Learn The Ropes (pun intended)

Skipping, running and jumping are really not my favorite ways of getting my cardio done. Yet in order to burn the extra calories and give my metabolism an extra boost, I have to get creative. Rope work is one of the most efficient ways to accelerate your metabolism and gain muscle tone, which is precisely why I'm writing this, to show you the ropes.

Plyo-Push Up

Begin in plank position with an end of the rope beneath each hand. Grip the rope with the thumb and first two fingers, or wrap your fingers around the top, but do not rest your knuckles under the rope. Lower your chest towards the floor, then dynamically push off, raising and slamming the rope down. Land in a push-up, being careful not to lock out your arms. Return to plank position, then repeat. Do 3 sets of 10 reps, with 30 to 45 seconds of rest in between.

180-Degree Jumps

Turn your body to your left so that you're standing perpendicular to the rope, and hold the ends of the rope together with both hands at your right hip. Squat and do a 180-degree jump, turning towards the rope and raising the rope overhead in an arc. Land in a squat, bringing the rope to your left hip. Immediately repeat in reverse. Do 3 sets of 30 seconds on, 30 seconds off.

Alternating Squat Whip

Start with your feet shoulder-width apart. As you whip, squat on one leg. Return to starting position and then immediately squat on the other leg.

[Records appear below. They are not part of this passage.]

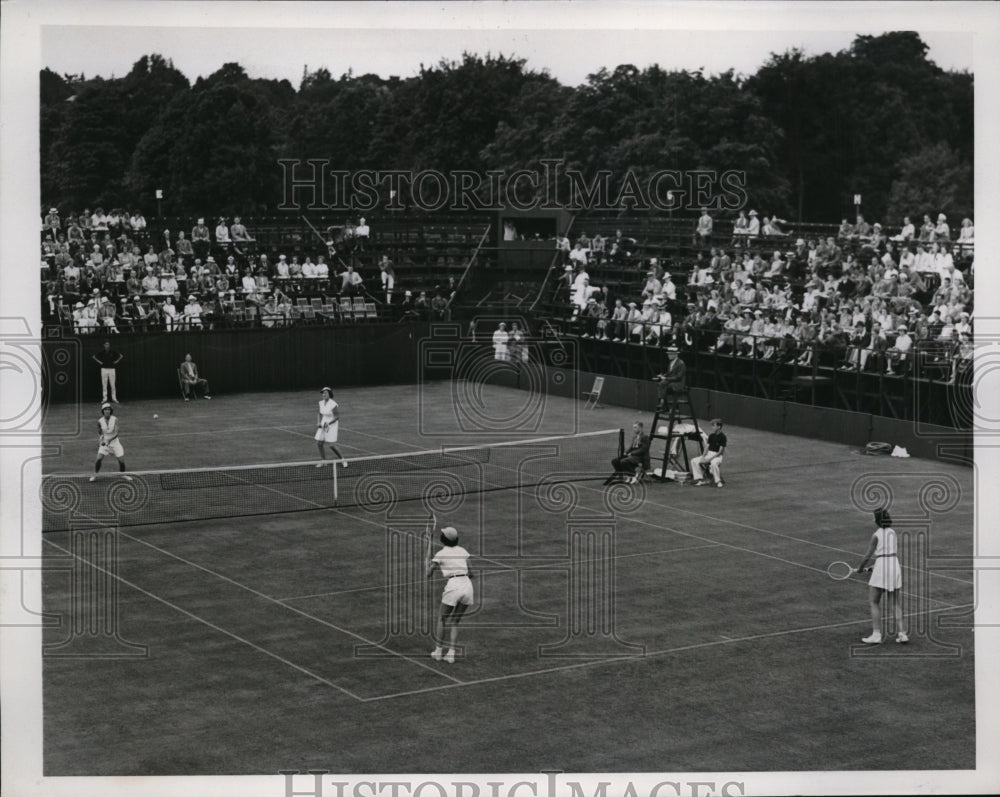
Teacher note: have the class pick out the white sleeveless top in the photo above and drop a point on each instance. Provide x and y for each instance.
(885, 542)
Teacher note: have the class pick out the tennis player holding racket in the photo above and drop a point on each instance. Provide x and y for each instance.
(107, 427)
(887, 577)
(328, 426)
(453, 561)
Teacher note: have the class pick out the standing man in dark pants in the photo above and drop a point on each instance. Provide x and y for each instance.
(673, 381)
(108, 359)
(635, 460)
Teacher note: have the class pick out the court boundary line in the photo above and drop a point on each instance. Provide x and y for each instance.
(291, 608)
(508, 569)
(208, 623)
(642, 657)
(740, 525)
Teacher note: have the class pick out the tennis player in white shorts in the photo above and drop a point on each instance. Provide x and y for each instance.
(453, 561)
(887, 577)
(328, 426)
(107, 427)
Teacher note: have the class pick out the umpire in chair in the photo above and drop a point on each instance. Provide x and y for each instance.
(635, 461)
(673, 381)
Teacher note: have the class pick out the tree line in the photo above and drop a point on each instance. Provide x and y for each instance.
(809, 132)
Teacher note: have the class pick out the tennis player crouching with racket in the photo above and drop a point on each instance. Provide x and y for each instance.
(107, 426)
(453, 560)
(328, 426)
(887, 577)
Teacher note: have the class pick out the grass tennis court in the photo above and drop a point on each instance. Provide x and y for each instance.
(716, 641)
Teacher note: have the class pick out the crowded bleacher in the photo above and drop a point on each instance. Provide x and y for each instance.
(116, 272)
(855, 296)
(858, 298)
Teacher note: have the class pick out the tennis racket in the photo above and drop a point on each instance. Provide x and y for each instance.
(841, 571)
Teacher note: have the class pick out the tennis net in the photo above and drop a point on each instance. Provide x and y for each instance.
(436, 477)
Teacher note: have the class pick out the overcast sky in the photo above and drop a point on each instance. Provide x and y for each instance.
(569, 46)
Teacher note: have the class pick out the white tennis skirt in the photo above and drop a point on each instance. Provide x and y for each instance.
(886, 574)
(329, 435)
(114, 447)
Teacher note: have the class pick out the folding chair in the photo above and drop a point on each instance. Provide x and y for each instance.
(594, 394)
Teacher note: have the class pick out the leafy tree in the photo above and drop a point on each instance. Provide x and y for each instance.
(933, 180)
(212, 149)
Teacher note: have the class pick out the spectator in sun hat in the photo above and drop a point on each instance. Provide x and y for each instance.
(941, 230)
(967, 233)
(899, 353)
(703, 230)
(52, 221)
(201, 238)
(238, 232)
(908, 231)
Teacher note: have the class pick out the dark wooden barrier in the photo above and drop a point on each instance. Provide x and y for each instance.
(243, 360)
(787, 417)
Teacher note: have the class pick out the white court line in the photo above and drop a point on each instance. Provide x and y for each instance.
(291, 608)
(508, 569)
(746, 526)
(211, 625)
(643, 657)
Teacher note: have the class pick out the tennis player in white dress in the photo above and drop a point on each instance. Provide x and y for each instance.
(886, 577)
(328, 426)
(453, 561)
(107, 426)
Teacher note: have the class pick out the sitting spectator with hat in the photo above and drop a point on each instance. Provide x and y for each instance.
(635, 460)
(191, 381)
(201, 239)
(712, 457)
(899, 353)
(673, 381)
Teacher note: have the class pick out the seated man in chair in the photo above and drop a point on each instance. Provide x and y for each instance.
(190, 381)
(673, 381)
(712, 457)
(635, 461)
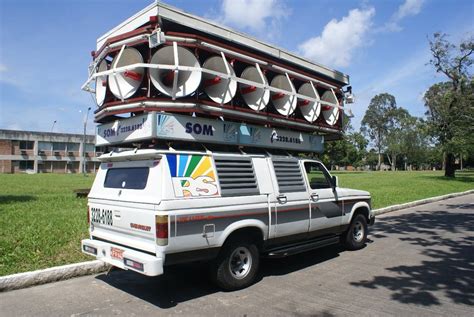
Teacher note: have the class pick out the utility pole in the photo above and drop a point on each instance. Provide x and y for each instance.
(52, 127)
(84, 168)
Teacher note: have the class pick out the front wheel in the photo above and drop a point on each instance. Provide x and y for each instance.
(237, 265)
(356, 236)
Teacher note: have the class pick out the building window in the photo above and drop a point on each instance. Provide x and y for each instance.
(44, 146)
(73, 147)
(59, 146)
(90, 147)
(27, 145)
(26, 165)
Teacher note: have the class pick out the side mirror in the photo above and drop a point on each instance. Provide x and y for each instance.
(335, 181)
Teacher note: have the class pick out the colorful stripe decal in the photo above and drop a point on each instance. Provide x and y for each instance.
(184, 165)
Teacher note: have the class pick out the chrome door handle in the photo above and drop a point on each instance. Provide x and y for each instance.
(282, 199)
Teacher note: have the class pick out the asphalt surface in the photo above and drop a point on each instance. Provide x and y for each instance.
(418, 262)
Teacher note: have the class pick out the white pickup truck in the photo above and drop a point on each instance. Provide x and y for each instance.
(151, 208)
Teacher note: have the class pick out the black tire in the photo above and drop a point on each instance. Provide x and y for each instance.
(231, 275)
(356, 235)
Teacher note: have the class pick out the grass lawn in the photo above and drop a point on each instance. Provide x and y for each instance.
(42, 222)
(389, 188)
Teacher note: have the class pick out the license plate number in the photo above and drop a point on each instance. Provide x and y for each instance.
(116, 253)
(102, 216)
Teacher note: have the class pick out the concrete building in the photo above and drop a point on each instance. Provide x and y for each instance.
(44, 152)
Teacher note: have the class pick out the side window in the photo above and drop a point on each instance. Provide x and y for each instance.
(317, 176)
(289, 176)
(128, 178)
(236, 176)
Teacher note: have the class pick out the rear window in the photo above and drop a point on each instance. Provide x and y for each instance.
(128, 178)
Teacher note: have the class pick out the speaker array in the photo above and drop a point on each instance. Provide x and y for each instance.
(124, 85)
(215, 76)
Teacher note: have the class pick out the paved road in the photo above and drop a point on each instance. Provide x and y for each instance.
(419, 262)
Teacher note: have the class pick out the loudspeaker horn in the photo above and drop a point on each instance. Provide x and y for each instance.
(309, 109)
(163, 79)
(124, 85)
(285, 103)
(219, 89)
(256, 98)
(331, 114)
(101, 84)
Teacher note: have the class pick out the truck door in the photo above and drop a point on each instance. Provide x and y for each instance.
(326, 211)
(292, 209)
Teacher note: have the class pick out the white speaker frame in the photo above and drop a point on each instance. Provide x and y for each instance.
(212, 47)
(99, 82)
(228, 91)
(314, 107)
(329, 115)
(115, 81)
(195, 75)
(292, 101)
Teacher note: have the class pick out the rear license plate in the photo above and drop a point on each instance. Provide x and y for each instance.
(102, 216)
(116, 253)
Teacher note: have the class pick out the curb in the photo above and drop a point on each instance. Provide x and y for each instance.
(53, 274)
(385, 210)
(58, 273)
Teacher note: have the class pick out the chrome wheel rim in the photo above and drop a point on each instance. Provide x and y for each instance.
(358, 231)
(240, 262)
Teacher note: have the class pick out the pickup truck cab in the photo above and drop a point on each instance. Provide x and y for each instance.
(152, 208)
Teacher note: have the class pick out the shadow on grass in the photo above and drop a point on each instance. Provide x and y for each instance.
(185, 282)
(447, 240)
(7, 199)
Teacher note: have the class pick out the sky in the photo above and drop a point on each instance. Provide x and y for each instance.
(382, 45)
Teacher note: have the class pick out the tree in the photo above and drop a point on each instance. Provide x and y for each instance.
(377, 120)
(450, 104)
(400, 134)
(357, 151)
(349, 150)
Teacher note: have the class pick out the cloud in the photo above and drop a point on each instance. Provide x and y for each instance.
(406, 9)
(339, 39)
(258, 16)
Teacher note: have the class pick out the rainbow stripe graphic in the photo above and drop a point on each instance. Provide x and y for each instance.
(194, 166)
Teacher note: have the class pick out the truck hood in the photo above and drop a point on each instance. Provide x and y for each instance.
(344, 192)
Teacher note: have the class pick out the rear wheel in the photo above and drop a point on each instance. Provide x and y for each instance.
(356, 236)
(237, 265)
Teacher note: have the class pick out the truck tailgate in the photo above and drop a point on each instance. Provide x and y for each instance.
(124, 223)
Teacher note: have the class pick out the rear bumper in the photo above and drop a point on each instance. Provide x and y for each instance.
(372, 221)
(140, 262)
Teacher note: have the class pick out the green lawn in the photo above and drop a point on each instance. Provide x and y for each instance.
(42, 222)
(389, 188)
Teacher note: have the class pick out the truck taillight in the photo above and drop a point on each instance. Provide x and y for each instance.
(161, 226)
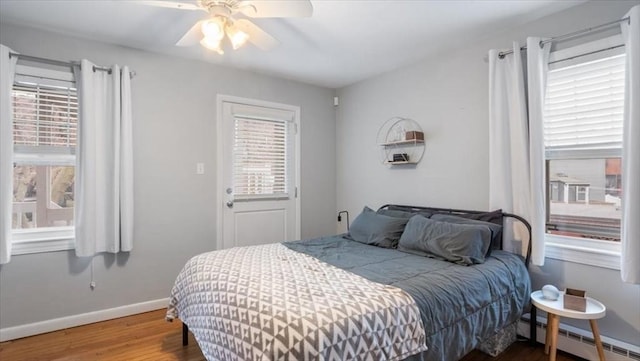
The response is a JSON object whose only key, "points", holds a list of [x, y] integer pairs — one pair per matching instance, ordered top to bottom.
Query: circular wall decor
{"points": [[401, 141]]}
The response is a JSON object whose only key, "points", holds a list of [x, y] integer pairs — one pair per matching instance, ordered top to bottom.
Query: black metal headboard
{"points": [[417, 209]]}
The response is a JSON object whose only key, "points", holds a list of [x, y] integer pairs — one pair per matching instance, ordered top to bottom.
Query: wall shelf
{"points": [[401, 139]]}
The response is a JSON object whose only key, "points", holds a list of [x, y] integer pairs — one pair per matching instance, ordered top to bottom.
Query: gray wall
{"points": [[448, 96], [174, 109]]}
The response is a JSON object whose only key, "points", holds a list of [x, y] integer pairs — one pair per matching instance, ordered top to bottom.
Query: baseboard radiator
{"points": [[580, 342]]}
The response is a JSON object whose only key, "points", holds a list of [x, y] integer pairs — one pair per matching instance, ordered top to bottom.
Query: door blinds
{"points": [[261, 158]]}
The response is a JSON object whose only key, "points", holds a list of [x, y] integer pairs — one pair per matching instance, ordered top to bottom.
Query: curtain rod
{"points": [[570, 35], [69, 64]]}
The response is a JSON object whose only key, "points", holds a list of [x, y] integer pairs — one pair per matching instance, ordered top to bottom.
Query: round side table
{"points": [[555, 310]]}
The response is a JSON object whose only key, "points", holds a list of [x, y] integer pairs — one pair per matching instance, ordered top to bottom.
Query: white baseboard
{"points": [[31, 329], [580, 343]]}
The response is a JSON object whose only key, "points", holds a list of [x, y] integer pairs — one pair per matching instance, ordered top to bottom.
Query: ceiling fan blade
{"points": [[170, 4], [276, 8], [257, 36], [192, 37]]}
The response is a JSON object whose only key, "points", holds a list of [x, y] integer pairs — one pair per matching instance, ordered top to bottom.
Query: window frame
{"points": [[44, 239], [593, 252]]}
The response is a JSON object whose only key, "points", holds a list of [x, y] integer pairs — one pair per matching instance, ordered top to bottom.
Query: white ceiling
{"points": [[345, 41]]}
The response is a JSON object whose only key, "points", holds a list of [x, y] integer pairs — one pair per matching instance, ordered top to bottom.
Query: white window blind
{"points": [[584, 106], [45, 122], [260, 158]]}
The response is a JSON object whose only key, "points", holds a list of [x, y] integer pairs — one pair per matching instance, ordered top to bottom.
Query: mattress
{"points": [[459, 305]]}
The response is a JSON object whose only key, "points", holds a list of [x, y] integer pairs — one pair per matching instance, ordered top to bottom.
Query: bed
{"points": [[405, 283]]}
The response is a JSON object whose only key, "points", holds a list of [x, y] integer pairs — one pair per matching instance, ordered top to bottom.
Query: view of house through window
{"points": [[44, 137], [583, 142]]}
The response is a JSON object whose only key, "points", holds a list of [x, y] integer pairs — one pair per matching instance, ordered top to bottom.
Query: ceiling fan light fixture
{"points": [[213, 28], [236, 36], [212, 44]]}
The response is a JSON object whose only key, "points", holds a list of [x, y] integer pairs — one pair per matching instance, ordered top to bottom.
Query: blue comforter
{"points": [[460, 305]]}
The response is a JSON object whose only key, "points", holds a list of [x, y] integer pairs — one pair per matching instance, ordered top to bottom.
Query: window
{"points": [[45, 108], [583, 145], [260, 158]]}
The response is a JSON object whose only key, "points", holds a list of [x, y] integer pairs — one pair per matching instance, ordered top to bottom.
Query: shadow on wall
{"points": [[78, 265]]}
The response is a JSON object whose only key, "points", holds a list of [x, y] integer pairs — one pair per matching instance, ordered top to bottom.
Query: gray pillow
{"points": [[395, 213], [377, 229], [496, 230], [459, 243]]}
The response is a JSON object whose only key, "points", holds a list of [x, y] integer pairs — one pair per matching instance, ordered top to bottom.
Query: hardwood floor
{"points": [[148, 336]]}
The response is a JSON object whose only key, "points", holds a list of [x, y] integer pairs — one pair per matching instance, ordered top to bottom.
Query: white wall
{"points": [[448, 96], [174, 109]]}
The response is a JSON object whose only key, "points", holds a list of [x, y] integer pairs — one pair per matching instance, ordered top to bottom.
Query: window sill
{"points": [[27, 241], [605, 254]]}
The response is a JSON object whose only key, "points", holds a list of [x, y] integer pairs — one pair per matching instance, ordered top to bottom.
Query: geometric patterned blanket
{"points": [[271, 303]]}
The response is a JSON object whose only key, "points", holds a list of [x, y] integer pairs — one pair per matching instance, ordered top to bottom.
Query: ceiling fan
{"points": [[211, 31]]}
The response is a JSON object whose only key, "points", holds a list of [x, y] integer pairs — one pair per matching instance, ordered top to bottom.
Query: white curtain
{"points": [[537, 68], [7, 74], [515, 132], [104, 176], [630, 255]]}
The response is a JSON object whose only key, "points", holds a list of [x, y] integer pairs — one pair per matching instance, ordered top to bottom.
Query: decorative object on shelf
{"points": [[401, 141], [550, 292], [575, 300]]}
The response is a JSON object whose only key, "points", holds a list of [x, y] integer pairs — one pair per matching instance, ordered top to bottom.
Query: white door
{"points": [[257, 182]]}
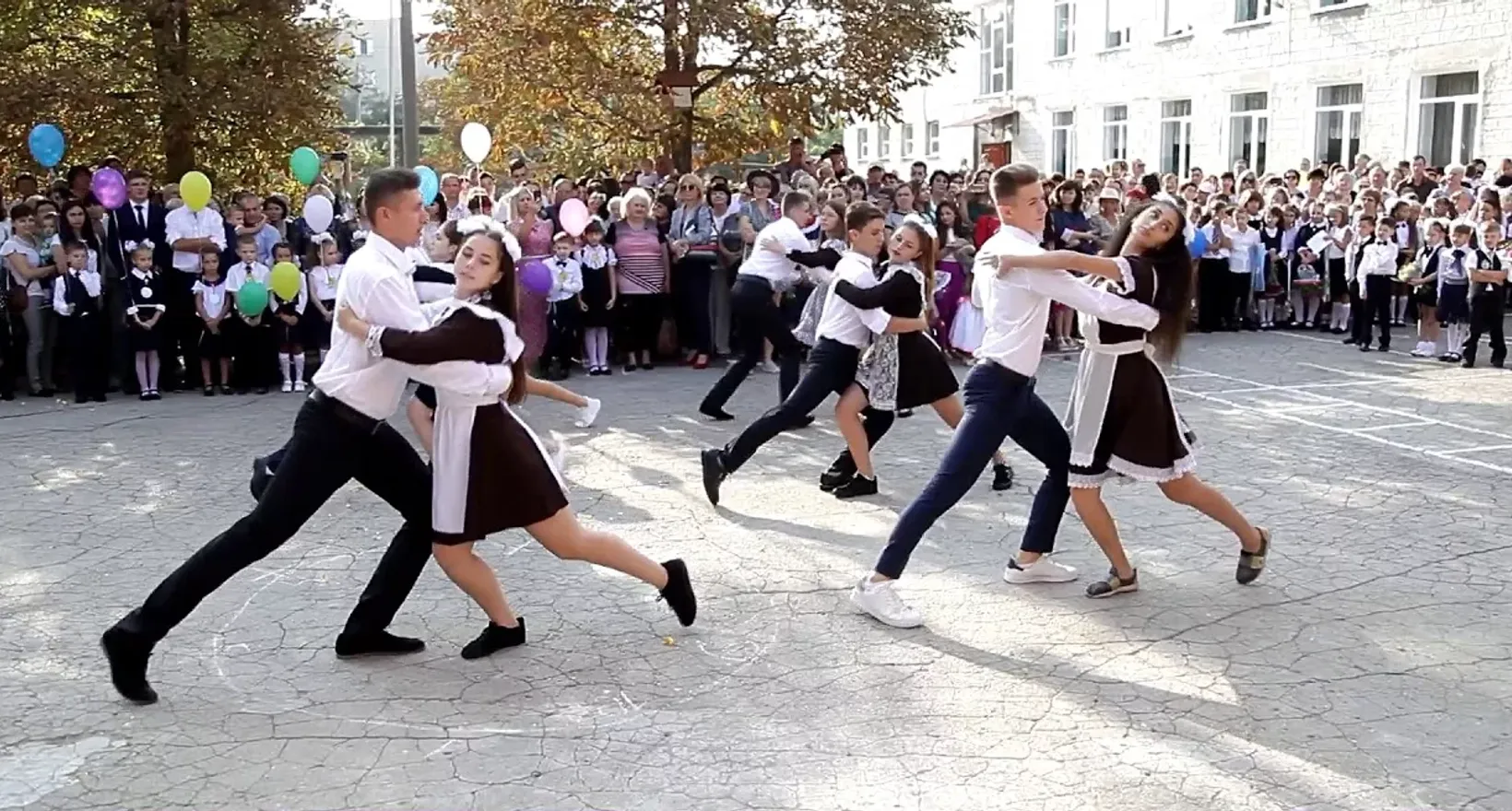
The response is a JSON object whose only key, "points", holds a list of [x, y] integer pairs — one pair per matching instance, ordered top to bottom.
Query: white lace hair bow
{"points": [[482, 224]]}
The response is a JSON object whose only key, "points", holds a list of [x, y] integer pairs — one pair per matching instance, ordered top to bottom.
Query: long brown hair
{"points": [[503, 298]]}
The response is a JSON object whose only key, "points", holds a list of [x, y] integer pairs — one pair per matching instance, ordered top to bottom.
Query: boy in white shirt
{"points": [[564, 310]]}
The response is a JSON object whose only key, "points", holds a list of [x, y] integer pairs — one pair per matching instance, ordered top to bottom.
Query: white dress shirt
{"points": [[184, 224], [770, 263], [377, 286], [61, 305], [1016, 305], [844, 322]]}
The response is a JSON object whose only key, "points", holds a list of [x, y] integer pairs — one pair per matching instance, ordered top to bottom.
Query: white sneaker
{"points": [[588, 413], [1039, 571], [881, 602]]}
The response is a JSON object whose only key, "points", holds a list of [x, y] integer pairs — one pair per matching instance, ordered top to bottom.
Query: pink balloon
{"points": [[109, 188], [573, 217], [536, 276]]}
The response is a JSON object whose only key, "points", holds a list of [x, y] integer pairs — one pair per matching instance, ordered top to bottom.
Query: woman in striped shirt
{"points": [[640, 278]]}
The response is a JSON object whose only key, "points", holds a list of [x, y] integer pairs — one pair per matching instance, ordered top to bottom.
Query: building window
{"points": [[1251, 11], [1176, 17], [1119, 26], [1065, 28], [995, 35], [1448, 108], [1337, 124], [1247, 129], [1116, 132], [1175, 136], [1063, 142]]}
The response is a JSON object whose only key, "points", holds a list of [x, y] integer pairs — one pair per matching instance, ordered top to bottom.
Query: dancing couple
{"points": [[1122, 416], [340, 434]]}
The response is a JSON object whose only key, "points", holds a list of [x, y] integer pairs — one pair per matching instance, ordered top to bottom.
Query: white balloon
{"points": [[477, 142], [318, 213]]}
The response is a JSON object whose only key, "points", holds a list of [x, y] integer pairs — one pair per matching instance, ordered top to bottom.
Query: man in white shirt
{"points": [[753, 305], [844, 333], [1001, 402], [340, 434]]}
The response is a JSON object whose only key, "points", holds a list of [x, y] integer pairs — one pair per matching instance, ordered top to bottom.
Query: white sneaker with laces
{"points": [[588, 413], [1039, 571], [881, 602]]}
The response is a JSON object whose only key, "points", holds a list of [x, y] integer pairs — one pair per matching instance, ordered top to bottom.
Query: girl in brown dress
{"points": [[1122, 420], [490, 470]]}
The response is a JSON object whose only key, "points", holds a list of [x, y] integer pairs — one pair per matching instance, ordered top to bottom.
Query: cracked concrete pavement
{"points": [[1365, 671]]}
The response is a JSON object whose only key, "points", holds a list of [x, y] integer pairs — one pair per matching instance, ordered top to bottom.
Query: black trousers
{"points": [[691, 283], [1214, 302], [1375, 309], [1486, 311], [758, 319], [562, 331], [85, 340], [832, 370], [331, 444]]}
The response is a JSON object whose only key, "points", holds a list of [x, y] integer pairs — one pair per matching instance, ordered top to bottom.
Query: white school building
{"points": [[1180, 83]]}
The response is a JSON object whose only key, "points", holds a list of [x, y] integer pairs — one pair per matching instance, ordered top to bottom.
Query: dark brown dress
{"points": [[490, 472]]}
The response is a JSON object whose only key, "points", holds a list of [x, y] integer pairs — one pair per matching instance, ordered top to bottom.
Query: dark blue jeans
{"points": [[999, 404]]}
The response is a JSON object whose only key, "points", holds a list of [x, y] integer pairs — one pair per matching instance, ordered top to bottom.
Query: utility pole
{"points": [[411, 117]]}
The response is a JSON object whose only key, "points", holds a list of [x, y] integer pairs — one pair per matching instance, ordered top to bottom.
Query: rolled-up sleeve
{"points": [[1067, 288]]}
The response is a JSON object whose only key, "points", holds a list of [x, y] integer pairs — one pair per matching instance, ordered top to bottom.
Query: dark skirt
{"points": [[1453, 304], [924, 373], [1140, 435], [510, 480]]}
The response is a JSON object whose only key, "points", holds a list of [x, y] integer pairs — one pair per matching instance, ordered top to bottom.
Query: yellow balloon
{"points": [[194, 188], [285, 279]]}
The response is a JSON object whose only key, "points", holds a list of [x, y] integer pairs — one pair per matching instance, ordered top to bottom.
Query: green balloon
{"points": [[306, 165], [252, 300]]}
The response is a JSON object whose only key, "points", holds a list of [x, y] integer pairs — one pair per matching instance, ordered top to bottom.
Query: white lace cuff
{"points": [[1125, 274], [373, 342]]}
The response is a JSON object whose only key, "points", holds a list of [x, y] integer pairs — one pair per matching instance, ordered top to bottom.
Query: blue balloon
{"points": [[46, 144], [430, 184]]}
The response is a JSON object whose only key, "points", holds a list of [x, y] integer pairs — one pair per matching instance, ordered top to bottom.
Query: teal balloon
{"points": [[46, 144], [306, 165], [430, 184], [252, 300]]}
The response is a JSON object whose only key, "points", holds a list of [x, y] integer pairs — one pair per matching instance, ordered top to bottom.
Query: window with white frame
{"points": [[1251, 11], [1175, 17], [1119, 25], [1065, 28], [995, 38], [1448, 109], [1249, 124], [1115, 132], [1335, 132], [1175, 136], [1063, 141]]}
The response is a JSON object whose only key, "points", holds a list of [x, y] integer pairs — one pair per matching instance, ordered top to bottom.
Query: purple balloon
{"points": [[109, 188], [536, 276]]}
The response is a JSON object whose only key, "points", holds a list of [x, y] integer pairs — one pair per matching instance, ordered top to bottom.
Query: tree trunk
{"points": [[170, 21]]}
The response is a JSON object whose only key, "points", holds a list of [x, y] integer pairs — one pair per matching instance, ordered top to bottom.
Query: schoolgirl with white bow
{"points": [[144, 316]]}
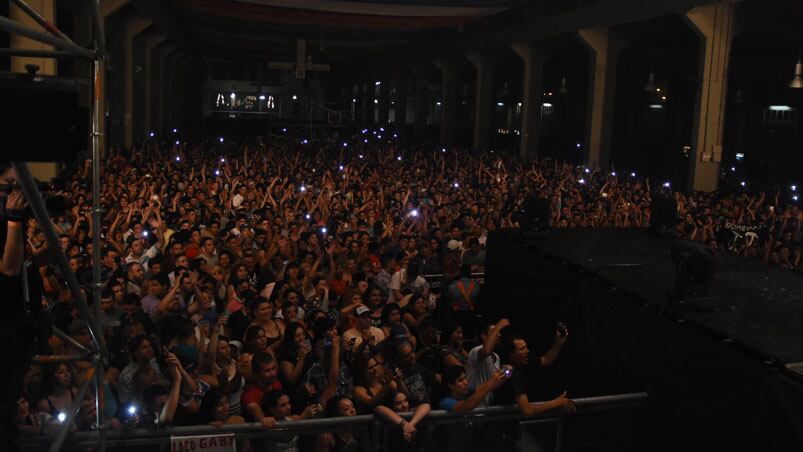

Do 3 sets of 30 seconds on, 30 seconds off.

Plank with Alternating Hand Whip

Start in plank position, a rope handle beneath each hand. Raise one arm and whip 10 times, keeping your upper body square to the floor and trying not to twist your torso. Repeat on the other side. Repeat so you do five sets on each hand, with 30 to 45 seconds of rest in between.

Jump to Whip Burpee

Holding an end of the rope in each hand, jump, raising the rope, and slam down as you're landing into a burpee. You can add a push-up once you're in plank position, or even combine with the earlier movement by whipping the rope with each hand a few times before jumping your feet forward to return to stand and repeat. Do 3 sets of 30 seconds on, 30 seconds off.

Variety to your workouts will keep them interesting, effective, and refreshing. Add these five rope exercise to help you get whipped into shape faster.